Power BI Storage Modes for Aggregations


Introduction

How to choose the correct storage mode for Power BI Tables.

This article aims to help explain the different storage modes available when designing an aggregation strategy for a Power BI Report. What each storage mode is and when you would use it. Picking the correct storage mode for each table in your model can significantly affect overall performance.

The quickfire summary to take away from this article is to use the following storage modes:

Table function Recommended Storage Mode
Large Fact Table Direct Query
Dimension Tables Dual (NOT IMPORT!!)
Aggregation Table Import (or Direct Query)

The other articles in this series are as follows:

Background

When Power BI first appeared over six years ago, data-modellers could choose to create either 100% Direct Query storage mode or 100% Import storage mode. What did this mean exactly? A 100% Direct query data model meant every table in the data model would use Direct Query as its storage mode. Likewise, a model configured as Import would mean every table in its model would import and store data inside the data model.

The two storage-mode options suit different use cases. Direct Query suits huge datasets along with near real-time scenarios. The Import storage mode provides the best performance for end-user queries.

More recently, a new feature got introduced to Power BI called Composite Models. This new feature allows a data modeller to mix and match storage modes for tables in a single model. Some tables can use Direct Query as the storage mode, while others can use the Import storage mode. A new storage mode got introduced at the same time called Dual. A table using Dual storage mode is both Direct Query and Import at the same time.

This article dives a little deeper into the three storage modes and explains when you might use each and why.

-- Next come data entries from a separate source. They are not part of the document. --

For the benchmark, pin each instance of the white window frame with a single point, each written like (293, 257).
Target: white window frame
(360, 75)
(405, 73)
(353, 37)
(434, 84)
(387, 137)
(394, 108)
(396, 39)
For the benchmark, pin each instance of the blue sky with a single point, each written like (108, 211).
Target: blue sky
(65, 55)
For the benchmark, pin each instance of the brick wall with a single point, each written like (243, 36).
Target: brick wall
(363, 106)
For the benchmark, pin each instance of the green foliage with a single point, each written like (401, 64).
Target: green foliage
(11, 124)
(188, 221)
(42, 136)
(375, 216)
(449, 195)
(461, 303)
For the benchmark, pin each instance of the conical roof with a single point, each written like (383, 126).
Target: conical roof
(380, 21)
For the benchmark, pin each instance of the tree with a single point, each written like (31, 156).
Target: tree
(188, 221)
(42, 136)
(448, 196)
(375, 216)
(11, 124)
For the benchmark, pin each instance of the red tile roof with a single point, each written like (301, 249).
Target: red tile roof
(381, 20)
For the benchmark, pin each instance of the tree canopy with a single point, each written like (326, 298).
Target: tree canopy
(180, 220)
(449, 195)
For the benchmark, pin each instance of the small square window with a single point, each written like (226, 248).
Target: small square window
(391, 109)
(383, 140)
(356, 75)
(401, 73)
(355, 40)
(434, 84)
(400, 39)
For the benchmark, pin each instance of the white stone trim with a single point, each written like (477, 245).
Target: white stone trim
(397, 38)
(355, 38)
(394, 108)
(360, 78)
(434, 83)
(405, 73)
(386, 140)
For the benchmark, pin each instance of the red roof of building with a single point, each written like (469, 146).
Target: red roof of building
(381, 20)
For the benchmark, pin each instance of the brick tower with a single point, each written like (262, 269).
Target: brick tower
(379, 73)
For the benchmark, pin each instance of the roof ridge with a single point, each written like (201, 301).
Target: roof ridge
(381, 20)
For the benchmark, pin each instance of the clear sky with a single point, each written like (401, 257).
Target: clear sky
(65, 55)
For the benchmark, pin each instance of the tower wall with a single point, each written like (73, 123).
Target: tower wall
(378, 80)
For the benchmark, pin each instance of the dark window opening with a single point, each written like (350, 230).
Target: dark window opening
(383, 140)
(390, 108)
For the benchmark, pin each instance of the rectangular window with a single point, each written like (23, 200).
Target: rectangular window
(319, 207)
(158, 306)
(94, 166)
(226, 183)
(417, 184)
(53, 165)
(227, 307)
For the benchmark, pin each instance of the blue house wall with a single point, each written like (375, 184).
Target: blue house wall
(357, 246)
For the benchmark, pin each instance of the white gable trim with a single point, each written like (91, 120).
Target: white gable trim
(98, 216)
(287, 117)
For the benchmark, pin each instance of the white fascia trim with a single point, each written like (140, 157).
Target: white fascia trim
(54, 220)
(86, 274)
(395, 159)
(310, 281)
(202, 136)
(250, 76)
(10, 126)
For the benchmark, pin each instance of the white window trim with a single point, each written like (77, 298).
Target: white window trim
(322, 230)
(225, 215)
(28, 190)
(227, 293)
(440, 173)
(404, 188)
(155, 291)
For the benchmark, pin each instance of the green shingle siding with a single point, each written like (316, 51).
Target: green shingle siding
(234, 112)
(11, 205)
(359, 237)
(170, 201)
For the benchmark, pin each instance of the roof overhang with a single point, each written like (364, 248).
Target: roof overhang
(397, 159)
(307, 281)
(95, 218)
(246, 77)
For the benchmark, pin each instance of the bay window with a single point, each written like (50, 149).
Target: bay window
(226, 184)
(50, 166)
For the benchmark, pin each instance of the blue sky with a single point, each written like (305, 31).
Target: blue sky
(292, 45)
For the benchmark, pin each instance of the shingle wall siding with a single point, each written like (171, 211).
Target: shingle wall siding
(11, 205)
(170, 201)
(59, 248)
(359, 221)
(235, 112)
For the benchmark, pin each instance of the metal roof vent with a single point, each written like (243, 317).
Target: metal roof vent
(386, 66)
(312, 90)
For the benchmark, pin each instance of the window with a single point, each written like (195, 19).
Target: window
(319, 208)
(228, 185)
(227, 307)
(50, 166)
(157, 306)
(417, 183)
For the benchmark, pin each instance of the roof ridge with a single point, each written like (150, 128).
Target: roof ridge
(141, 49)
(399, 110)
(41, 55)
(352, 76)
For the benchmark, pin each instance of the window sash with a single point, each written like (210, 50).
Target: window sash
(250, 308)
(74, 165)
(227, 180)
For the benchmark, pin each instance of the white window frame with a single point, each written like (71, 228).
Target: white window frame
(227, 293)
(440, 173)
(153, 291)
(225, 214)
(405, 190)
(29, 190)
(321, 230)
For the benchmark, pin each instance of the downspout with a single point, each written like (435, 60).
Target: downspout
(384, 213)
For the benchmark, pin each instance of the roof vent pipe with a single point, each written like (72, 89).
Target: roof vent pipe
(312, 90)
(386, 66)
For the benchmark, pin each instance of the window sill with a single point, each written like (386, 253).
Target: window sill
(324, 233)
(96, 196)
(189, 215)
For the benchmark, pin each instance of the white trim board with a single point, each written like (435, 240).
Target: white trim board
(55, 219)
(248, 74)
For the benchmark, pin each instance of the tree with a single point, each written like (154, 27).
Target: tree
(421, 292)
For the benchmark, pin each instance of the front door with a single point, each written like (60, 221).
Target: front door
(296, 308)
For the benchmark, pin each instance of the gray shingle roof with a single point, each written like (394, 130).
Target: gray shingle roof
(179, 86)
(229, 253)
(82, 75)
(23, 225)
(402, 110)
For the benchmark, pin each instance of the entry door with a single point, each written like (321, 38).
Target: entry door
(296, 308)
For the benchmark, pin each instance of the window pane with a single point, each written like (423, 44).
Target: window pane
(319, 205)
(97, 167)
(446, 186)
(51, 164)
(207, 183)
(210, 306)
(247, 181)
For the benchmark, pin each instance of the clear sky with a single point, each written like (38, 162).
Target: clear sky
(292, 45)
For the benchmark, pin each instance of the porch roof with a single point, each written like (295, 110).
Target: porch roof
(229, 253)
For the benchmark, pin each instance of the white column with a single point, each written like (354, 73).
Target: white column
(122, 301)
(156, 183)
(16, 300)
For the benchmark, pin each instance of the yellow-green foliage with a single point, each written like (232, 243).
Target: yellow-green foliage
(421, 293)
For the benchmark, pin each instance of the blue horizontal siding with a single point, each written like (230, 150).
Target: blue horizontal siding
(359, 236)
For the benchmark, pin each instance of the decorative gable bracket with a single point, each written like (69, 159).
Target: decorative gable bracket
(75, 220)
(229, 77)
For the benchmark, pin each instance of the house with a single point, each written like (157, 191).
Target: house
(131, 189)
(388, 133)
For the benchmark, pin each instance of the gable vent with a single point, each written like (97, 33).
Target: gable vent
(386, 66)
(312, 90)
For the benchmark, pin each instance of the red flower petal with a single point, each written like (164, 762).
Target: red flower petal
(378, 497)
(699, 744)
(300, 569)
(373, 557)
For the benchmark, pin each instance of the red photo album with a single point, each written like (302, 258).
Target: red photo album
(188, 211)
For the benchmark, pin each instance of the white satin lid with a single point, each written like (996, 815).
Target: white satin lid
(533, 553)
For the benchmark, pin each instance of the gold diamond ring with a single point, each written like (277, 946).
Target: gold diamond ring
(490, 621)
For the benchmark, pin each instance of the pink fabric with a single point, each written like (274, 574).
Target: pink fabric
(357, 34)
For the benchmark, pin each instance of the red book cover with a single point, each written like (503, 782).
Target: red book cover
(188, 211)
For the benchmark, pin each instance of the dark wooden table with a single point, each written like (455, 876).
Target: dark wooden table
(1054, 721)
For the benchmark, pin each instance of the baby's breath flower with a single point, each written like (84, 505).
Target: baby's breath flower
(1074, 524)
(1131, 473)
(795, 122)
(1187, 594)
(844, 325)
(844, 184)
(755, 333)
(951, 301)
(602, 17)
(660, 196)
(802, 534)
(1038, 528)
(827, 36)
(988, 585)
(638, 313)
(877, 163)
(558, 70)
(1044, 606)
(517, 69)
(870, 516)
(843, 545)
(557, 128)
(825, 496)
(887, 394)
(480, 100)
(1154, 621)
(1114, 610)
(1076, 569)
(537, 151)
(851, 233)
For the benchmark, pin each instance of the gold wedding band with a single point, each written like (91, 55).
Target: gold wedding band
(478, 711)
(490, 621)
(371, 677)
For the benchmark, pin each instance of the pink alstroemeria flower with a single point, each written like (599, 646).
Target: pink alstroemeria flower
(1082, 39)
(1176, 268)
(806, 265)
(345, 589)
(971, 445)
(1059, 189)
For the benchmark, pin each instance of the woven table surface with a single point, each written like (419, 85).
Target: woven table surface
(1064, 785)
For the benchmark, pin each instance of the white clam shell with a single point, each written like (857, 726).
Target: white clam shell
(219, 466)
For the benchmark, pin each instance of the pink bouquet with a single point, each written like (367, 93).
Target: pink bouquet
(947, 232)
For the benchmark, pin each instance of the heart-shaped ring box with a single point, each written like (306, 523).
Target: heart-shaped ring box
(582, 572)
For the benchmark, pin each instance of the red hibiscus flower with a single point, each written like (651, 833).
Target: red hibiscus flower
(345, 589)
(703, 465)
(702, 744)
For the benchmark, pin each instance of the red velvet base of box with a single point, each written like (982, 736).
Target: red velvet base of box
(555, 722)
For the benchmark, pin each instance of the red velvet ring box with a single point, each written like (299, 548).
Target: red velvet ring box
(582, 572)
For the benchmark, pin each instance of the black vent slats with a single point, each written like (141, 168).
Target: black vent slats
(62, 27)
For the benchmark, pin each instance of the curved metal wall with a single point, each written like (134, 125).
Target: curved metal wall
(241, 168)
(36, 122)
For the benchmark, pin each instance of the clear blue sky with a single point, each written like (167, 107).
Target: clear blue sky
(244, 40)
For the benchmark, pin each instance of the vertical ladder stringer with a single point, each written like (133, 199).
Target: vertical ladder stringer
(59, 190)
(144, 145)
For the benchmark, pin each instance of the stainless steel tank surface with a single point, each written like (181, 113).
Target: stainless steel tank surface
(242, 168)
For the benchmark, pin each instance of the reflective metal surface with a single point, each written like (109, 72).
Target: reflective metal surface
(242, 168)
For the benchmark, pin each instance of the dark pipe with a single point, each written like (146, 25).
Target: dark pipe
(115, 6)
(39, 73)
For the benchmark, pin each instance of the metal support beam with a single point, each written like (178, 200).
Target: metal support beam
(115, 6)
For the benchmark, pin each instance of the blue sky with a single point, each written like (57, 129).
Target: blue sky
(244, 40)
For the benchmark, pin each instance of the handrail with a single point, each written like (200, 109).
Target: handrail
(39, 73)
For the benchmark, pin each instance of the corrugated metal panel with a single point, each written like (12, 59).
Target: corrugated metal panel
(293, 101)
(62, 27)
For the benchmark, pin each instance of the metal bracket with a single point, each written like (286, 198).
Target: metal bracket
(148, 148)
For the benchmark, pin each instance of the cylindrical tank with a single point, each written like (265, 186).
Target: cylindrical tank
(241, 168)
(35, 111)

First off, let’s recap what the three different storage modes are.

Direct Query

When Power BI visuals require data from a table configured in Direct Query (DQ) mode, data gets retrieved “on the fly” from the data source. Power BI quickly generates queries at runtime in the dialect of the data source as end-users interact with Power BI Reports. If a data source happens to be an Azure SQL DB, Power BI creates TSQL statements. If the data source is Oracle, then Power BI generates PL-SQL statements to retrieve data.

These queries get passed to the upstream data source, which returns data to Power BI to render visuals and populate slicers.

The memory footprint for a table using DQ is small since no data gets kept in the model. The last time I checked, the file size for a 100% direct query dataset was around 1MB in size.

A comprehensive matrix of data sources for Power BI is available here:

Power BI data sources – Power BI | Microsoft Docs

This list shows which Power BI data sources support Direct Query. Data sources that don’t support DQ require the import mode for storing data and currently cannot be used for Power BI Aggregations.

Import

Tables in a model configured to use Import storage mode keep a copy of data inside the data model. Data gets copied from underlying data sources into the data model during refresh operations. Part of each refresh operation optimises and compresses imported data to store inside the model in memory.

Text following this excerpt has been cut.